United States v. Watson
423 U.S. 411, 96 S. Ct. 820, 46 L. Ed.2d 598 (1976)

  • An informant named Khoury told the postal inspector that Watson had given him stolen credit cards and would give him more.
    • The informant’s information was probably enough to get an arrest warrant, but the postal inspector chose not to bother.
  • Instead, the postal inspector had Khoury set up a meeting with Watson. At the meeting, Khoury gave a signal that Watson had the cards on him. The postal inspectors swooped in and arrested Watson.
    • Watson did not have any stolen credit cards on him.
  • Watson consented to a search of his car. They found stolen credit cards in his car. He was charged with possession of stolen goods.
  • The Trial Court convicted Watson. He appealed.
    • Watson argued that the arrest was unconstitutional because the postal inspector did not have a warrant to arrest him. If they hadn’t arrested him he wouldn’t have consented to the search of his car, so all the evidence should be thrown out.
      • Watson argued that the postal inspectors could have gotten an arrest warrant, but failed to do so.

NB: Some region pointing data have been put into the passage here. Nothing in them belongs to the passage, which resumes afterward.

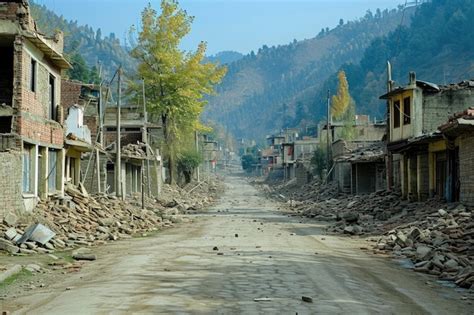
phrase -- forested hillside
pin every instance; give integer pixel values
(82, 40)
(277, 86)
(438, 46)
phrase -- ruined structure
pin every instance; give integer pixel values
(423, 163)
(31, 134)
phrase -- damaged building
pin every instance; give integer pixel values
(422, 163)
(31, 133)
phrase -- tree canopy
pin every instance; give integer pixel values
(176, 80)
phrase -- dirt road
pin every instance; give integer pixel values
(262, 254)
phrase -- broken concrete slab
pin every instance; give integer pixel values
(10, 219)
(38, 233)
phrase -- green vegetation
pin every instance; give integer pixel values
(176, 81)
(343, 107)
(97, 50)
(282, 86)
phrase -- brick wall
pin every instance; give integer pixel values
(44, 131)
(32, 121)
(70, 93)
(438, 107)
(10, 187)
(466, 161)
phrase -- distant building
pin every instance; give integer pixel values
(418, 152)
(32, 155)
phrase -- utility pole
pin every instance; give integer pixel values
(145, 138)
(328, 155)
(196, 139)
(118, 160)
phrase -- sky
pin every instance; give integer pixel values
(238, 25)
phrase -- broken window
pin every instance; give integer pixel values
(27, 169)
(52, 176)
(396, 114)
(33, 71)
(52, 97)
(6, 75)
(406, 111)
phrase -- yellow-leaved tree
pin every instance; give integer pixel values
(343, 107)
(176, 80)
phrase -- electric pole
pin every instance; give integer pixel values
(118, 160)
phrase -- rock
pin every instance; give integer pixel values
(33, 268)
(422, 252)
(307, 299)
(451, 264)
(351, 217)
(11, 233)
(8, 246)
(88, 257)
(10, 219)
(27, 251)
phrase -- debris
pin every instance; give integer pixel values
(307, 299)
(262, 300)
(88, 257)
(37, 233)
(10, 219)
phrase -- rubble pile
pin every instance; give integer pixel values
(78, 220)
(437, 237)
(438, 242)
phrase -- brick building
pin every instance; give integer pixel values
(31, 132)
(459, 135)
(418, 152)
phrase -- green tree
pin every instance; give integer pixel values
(188, 161)
(176, 81)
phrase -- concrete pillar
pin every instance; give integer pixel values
(423, 174)
(43, 173)
(61, 166)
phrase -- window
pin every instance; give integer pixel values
(33, 75)
(396, 114)
(27, 169)
(52, 170)
(52, 97)
(406, 111)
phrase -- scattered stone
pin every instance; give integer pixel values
(10, 219)
(307, 299)
(88, 257)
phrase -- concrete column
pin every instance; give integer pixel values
(43, 173)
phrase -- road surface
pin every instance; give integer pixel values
(265, 262)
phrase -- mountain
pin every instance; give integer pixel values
(225, 57)
(278, 86)
(438, 45)
(84, 40)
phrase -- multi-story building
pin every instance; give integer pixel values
(31, 133)
(418, 153)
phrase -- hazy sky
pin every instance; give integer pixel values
(240, 25)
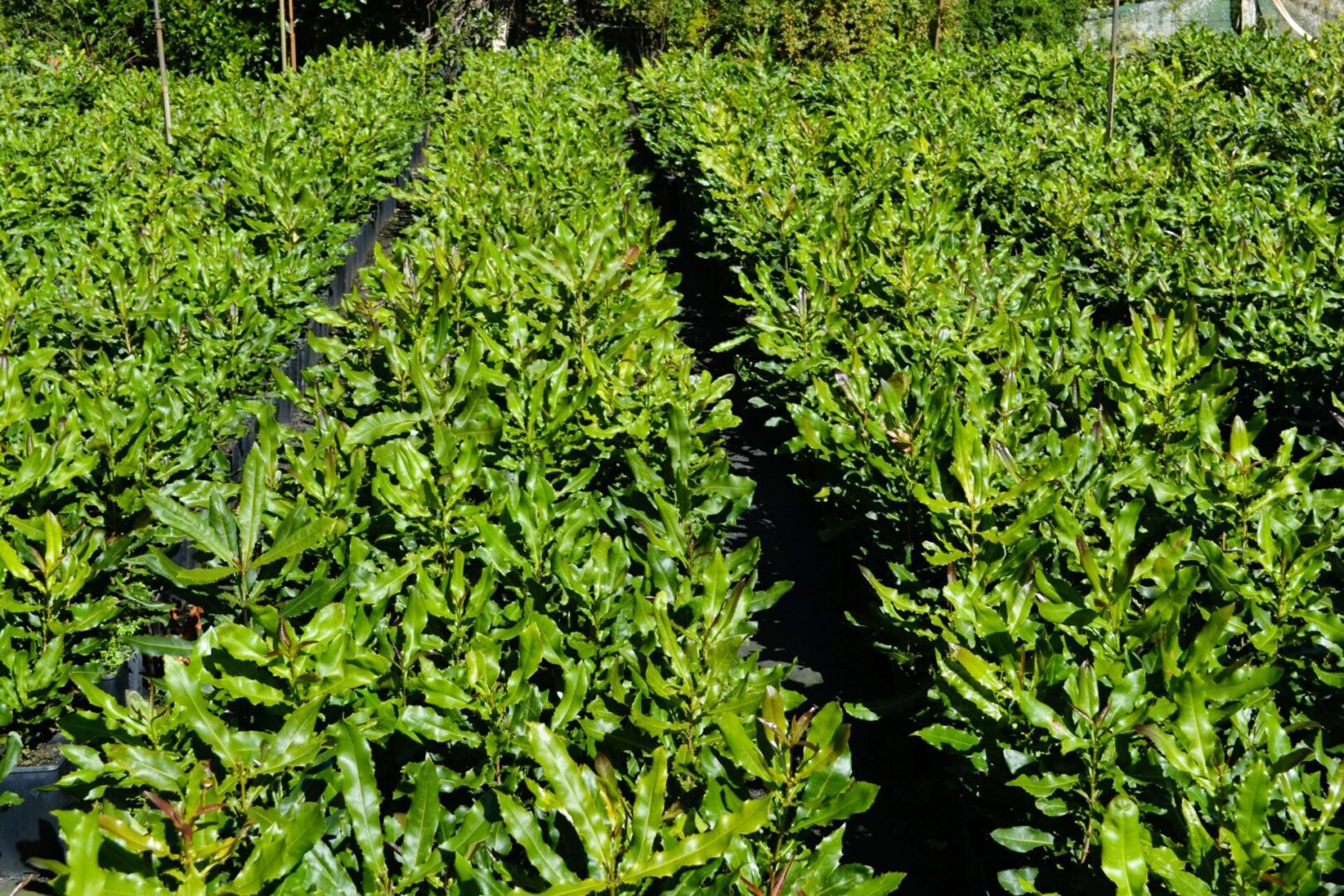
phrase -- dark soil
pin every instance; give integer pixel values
(921, 822)
(47, 754)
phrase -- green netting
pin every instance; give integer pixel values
(1157, 19)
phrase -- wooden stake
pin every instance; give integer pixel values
(1114, 65)
(163, 73)
(284, 39)
(293, 42)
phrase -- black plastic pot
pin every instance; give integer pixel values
(128, 677)
(30, 830)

    • 18 U.S.C. §3061 (which authorized postal inspectors) gives them the ability to arrest someone without an arrest warrant, as long as they have probable cause.
  • The Appellate Court reversed. The prosecutor appealed.
  • The US Supreme Court reversed the Appellate Court and upheld the conviction.
    • The US Supreme Court found there was nothing in prior case law to suggest that the 4th Amendment requires a warrant to make an arrest for a felony.
    • Watson unsuccessfully argued that under the ancient common law, the police were only allowed to arrest someone if they had an arrest warrant, or if the person committed a crime in the presence of the police officer, or if there was reasonable grounds to believe that the person had committed a felony.
    • The Court noted that within 48 hours of an arrest, the police have to present the prisoner to a judge for an arraignment to show that there was probable cause to make the arrest, at the time the arrest was made. That functions like a retroactive arrest warrant and helps to deter the police from arresting people wily-nily.
      • See Gerstein v. Pugh (420 U.S. 103 (1975))
  • In a concurrence, it was argued that since the informer gave a signal, the postal inspector had probable cause to make the arrest, and therefore the arrest was legal because it fit into a recognized exception to the warrant requirement. There was no reason to toss out the entire concept that the 4th Amendment requires a warrant to arrest someone.
  • Basically, the police need a warrant to arrest someone because an arrest is a lot like a search and seizure, it is just that the person is being seized, not their stuff. Since the police generally need a warrant under the 4th Amendment to search and seize someone’s stuff, shouldn’t the police also need a warrant to search and seize a person?